Смайли высосал всю жестянку с пивом и швырнул банку на белый скат рифа.
– Не сори.
– Все одно волной смоет. – Он, как и Рослов, потянулся с удовольствием.
– Двое суток отсыпаться буду. От приключений и войн. Хорошо все–таки,
мальчики, дома, а не в Африке.
– «В Африке гориллы, – сказал Рослов по–русски, – злые крокодилы будут
вас кусать, бить и обижать... Не ходите, дети, в Африку гулять».
– Стихи? – зевнул Смайли. – Переведешь или не стоит?
– Пожалуй, не стоит. Ты кем был в этом спектакле?
– А ты не видел?
– Тебя? Нет.
– Я же Ван–Хирном был. Ландскнехтом бывшего катангского владыки Моиза
Чомбе. Суперменом из «великолепной семерки». Почти Юлом Бриннером.
– Не клевещи, – сказал Шпагин. – Просто убийцей за бельгийские франки.

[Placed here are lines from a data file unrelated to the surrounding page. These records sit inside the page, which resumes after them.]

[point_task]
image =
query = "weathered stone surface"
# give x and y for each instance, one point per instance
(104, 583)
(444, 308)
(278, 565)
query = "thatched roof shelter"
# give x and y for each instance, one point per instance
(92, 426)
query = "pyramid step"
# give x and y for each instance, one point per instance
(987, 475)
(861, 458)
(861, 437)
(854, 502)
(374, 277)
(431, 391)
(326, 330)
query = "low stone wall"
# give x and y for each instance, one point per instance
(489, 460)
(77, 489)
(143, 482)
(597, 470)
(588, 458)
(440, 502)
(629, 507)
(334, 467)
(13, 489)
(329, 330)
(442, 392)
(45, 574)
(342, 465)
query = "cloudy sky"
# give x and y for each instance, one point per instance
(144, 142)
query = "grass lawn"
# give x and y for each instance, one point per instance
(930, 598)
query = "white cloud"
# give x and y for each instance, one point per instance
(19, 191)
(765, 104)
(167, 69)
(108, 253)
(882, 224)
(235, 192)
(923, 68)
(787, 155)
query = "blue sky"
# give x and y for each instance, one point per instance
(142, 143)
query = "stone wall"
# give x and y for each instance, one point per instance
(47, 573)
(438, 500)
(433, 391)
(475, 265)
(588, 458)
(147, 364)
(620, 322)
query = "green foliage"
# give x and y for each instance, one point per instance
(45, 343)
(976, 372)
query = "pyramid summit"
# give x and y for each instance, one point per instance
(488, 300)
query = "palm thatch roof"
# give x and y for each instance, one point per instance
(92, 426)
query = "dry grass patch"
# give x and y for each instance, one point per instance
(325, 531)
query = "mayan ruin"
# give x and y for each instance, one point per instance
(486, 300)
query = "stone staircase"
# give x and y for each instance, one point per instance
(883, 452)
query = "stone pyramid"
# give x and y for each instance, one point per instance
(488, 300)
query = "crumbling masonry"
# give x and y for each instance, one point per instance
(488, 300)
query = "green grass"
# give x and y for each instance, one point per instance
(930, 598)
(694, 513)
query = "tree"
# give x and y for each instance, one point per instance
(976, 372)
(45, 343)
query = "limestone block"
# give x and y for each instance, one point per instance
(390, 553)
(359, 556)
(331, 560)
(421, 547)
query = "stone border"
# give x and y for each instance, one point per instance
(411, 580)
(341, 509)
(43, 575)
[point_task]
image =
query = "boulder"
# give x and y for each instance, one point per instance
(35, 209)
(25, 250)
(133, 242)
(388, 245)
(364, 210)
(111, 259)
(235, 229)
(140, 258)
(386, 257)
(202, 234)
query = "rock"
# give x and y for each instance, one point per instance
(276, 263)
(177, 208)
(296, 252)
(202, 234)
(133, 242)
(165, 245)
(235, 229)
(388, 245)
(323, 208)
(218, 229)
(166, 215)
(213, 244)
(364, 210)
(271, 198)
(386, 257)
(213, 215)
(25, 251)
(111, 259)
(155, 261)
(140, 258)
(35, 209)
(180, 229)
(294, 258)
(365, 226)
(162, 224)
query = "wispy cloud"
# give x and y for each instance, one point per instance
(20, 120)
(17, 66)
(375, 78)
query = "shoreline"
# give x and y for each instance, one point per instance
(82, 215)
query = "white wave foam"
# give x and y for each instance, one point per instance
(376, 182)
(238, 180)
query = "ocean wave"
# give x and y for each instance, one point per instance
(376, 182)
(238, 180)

Дрянцом. Слыхали, ваше преосвященство, оказывается, мы с вами Боба
кокнули?
– После того, как он кокнул меня, – поморщился епископ. – Чертовски
умирать надоело, джентльмены.
– Вас, епископ, кокнул не я, а Ван–Хирн. На этот раз я не мог ему
помешать. Я сидел у него в черепной коробке и мысленно кусал губы. Бесись
не бесись, полная беспомощность. Почему–то Селесте понадобились мои
«подавленные эмоции».
– Это он сам сказал? – спросил Рослов.
– Сам. Два раза мы с ним поговорили, пока Ван–Хирн постреливал. Ну что
стоило Селесте подавить эту пакостную личность? Никаких усилий. Один
какой–нибудь импульс, волна или черт его знает, чем он орудует... Так нет
– заупрямился. Только в последний момент сжалился – выпустил.
– Когда?
– Сразу же после выстрела в епископа, когда я уже ничего не мог
исправить. Помните, как я закричал: «Остановитесь! Я не Ван–Хирн!»
– Значит, убили все–таки вас, а не голландца, – вздохнул епископ. –
Жаль. Только объясните мне, пожалуйста, чего добивался Селеста? Ну, у
Смайли «подавленные эмоции». У меня трансформация мировоззрения. А что у
вас?
Шпагин задумался.
– Боюсь, что не сумею вам ответить. Я был просто сотрудником подпольной
газеты «Либерасьон».
– А я – ее редактором, – сказал Рослов. – Позвольте представиться:
Гастон Минье, бывший фельетонист парижской «Суар», которого нелегкая
занесла в Конго. Кстати, я ни разу не вспомнил о том, что есть на свете
некий математик по имени Андрей Рослов.
– И я, – прибавил Шпагин, – ничего не знал ни о Шпагине, ни о Селесте.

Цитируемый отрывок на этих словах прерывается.